Chevron warned in early October that its earnings in the third quarter would be lower sequentially due to “significantly lower” downstream earnings. Refining margins did in fact get the blame today, with U.S. refining earnings down from $456 million in the year-ago quarter to $249 million. For the first nine months of 2013, downstream earnings are off by more than two-thirds.
U.S. upstream earnings fell $96 million year-over-year, from $1.12 billion to $1.03 billion, as higher realized prices for oil and natural gas were more than offset by higher depreciation, exploration and operating expenses.
Throughput at U.S. refineries rose by 52,000 barrels a day, and it fell by 24,000 barrels a day at international refineries. Sales of refined products rose by 12,000 barrels a day in the United States and were essentially flat internationally.
The company’s CEO said:
We continue to make good progress on our major capital projects. Construction continues, and important milestones are being reached, on our Gorgon and Wheatstone LNG projects in Australia. Important interim construction goals have been recently reached for our Jack/St. Malo and Big Foot deepwater projects in the Gulf of Mexico, in preparation for their project start-ups scheduled for late 2014. We are also moving forward on the development of our liquids-rich unconventional properties in the United States.

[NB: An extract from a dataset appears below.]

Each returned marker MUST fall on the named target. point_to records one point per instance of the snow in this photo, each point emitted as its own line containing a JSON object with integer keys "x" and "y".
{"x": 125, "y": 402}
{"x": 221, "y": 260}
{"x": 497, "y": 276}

The earnings announcement did not include guidance, but the consensus estimate for the fourth quarter calls for EPS of $3.03 on revenues of $63.78 billion. For the full year, EPS and revenues are estimated at $11.76 and $234.85 billion, respectively.
Chevron shares were down about 0.6% in premarket trading, at $119.23 in a 52-week range of $100.66 to $127.83. Thomson Reuters had a consensus analyst price target of around $132.60 before this report.